Fri, Jul 27th 2018 10:30 am
Catholic Charities of Buffalo
Note: This is the second of three columns that will deal with the issue of migrants and refugees, its causes, what the Church teaches, and what action should be taken.
At the end of the last column, I suggested that we need to imagine ourselves as refugees and then imagine what justice looks like. The good news is that our imagining of justice for immigrants and refugees can be guided by a strong and clear teaching of the Church on this issue.
Fifteen years ago the bishops of the United States and Mexico jointly issued a landmark document entitled "Strangers No Longer: Together on the Journey of Hope." This pastoral letter was written after two years of study, interviews, meetings, and dialogue with migrants, government officials, families and religious leaders.
The pastoral letter is written in a language that is both practical and compassionate, and contains a great many insights for how to apply Catholic Social Teaching to the issue of immigration and refugees. While the entire letter should be read in order to understand the whole teaching of the bishops on this issue, there is a section that summarizes this important teaching.

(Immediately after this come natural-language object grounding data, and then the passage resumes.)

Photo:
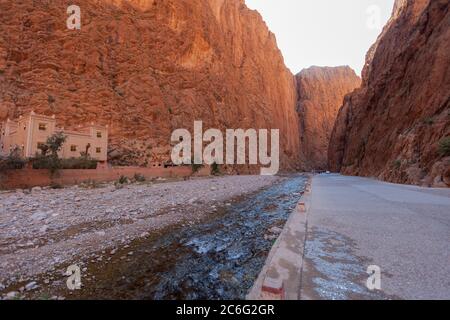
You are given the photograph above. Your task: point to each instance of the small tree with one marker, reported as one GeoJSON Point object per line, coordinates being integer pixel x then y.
{"type": "Point", "coordinates": [55, 143]}
{"type": "Point", "coordinates": [44, 149]}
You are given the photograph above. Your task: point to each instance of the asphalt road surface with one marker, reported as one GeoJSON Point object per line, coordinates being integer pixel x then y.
{"type": "Point", "coordinates": [356, 222]}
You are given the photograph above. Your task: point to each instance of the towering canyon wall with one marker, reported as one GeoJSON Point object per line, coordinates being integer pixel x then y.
{"type": "Point", "coordinates": [394, 126]}
{"type": "Point", "coordinates": [320, 93]}
{"type": "Point", "coordinates": [145, 68]}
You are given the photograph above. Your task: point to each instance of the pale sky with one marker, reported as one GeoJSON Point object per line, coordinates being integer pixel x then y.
{"type": "Point", "coordinates": [324, 32]}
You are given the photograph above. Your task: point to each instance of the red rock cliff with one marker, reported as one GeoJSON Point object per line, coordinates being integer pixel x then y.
{"type": "Point", "coordinates": [394, 127]}
{"type": "Point", "coordinates": [147, 67]}
{"type": "Point", "coordinates": [320, 92]}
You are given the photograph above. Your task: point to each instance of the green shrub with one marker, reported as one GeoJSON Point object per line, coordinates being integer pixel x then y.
{"type": "Point", "coordinates": [13, 161]}
{"type": "Point", "coordinates": [79, 163]}
{"type": "Point", "coordinates": [49, 162]}
{"type": "Point", "coordinates": [444, 147]}
{"type": "Point", "coordinates": [196, 167]}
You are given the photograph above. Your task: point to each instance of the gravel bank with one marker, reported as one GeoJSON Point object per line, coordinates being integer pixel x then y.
{"type": "Point", "coordinates": [47, 228]}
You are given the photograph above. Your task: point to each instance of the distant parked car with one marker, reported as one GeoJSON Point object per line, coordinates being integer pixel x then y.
{"type": "Point", "coordinates": [169, 164]}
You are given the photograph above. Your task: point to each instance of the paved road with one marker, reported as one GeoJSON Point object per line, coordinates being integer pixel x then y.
{"type": "Point", "coordinates": [357, 222]}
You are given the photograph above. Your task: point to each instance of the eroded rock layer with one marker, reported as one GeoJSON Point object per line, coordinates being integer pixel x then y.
{"type": "Point", "coordinates": [394, 127]}
{"type": "Point", "coordinates": [146, 68]}
{"type": "Point", "coordinates": [320, 92]}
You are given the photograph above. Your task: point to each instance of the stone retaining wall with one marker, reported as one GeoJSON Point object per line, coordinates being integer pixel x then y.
{"type": "Point", "coordinates": [28, 178]}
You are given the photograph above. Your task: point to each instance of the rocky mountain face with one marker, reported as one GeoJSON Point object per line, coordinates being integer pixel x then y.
{"type": "Point", "coordinates": [395, 126]}
{"type": "Point", "coordinates": [145, 68]}
{"type": "Point", "coordinates": [320, 92]}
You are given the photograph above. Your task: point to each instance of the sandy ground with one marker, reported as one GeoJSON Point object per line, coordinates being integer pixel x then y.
{"type": "Point", "coordinates": [45, 228]}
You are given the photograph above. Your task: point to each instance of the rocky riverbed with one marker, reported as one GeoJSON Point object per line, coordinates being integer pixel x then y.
{"type": "Point", "coordinates": [44, 230]}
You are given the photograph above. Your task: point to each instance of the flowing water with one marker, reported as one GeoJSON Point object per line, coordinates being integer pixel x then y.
{"type": "Point", "coordinates": [217, 259]}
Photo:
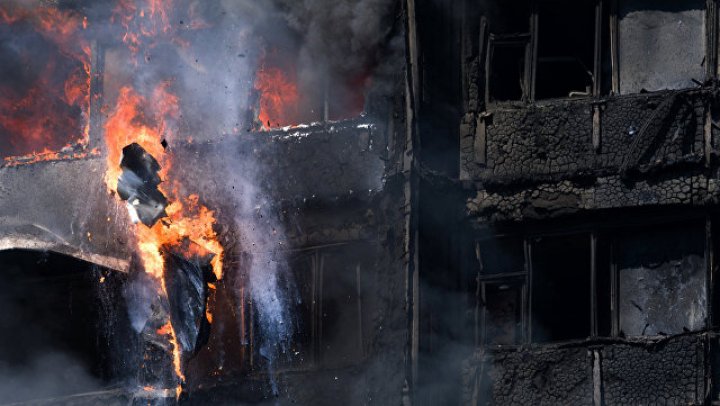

In particular, paragraphs 33-38 list five principles that should guide our position on immigration and refugee issues. The principles are from the bishops, but I have rephrased some of their language:
- Persons have the right to find opportunities in their homeland. Included in the basic rights of every person are the conditions worthy of human life in their own country. People have the right to live free from poverty, injustice, religious intolerance and armed conflicts. They also have the right to have work that provides a just, living wage. These are a matter of basic human dignity.
- Persons have the right to migrate to support themselves and their families. So when people are deprived of peace, a just wage, and other conditions that would allow for their integral development, they have the right to migrate to another country in order to provide for themselves and their families. Sovereign nations should provide ways to accommodate this right. The Church recognizes that all the goods of the earth belong to all people - and more prosperous nations have a stronger obligation to accept migrants.
- Sovereign nations have the right to control their borders. While the a country may impose reasonable limits on immigration, the common good is not served when the basic human rights of the individual are violated. In the current condition of the world, in which global poverty and persecution are rampant, the presumption is that persons must migrate in order to support and protect themselves, and that nations who are able to receive them should do so whenever possible. From nations that have more, more is expected.
- Refugees and asylum seekers should be afforded protection. People who are fleeing horrible conditions like war, persecution or natural disasters deserve to be protected by the global community. Those who are refugees or asylum seekers should expect to have their claims assessed without being incarcerated.
- The human dignity and human rights of undocumented migrants should be respected.
Regardless of their legal status, migrants, like all persons, possess God-given human dignity that must be respected including not being subjected to harsh treatment or anti-family policies.
In the last installment we will deal with actions toward migrants and refugees that conform to these teachings.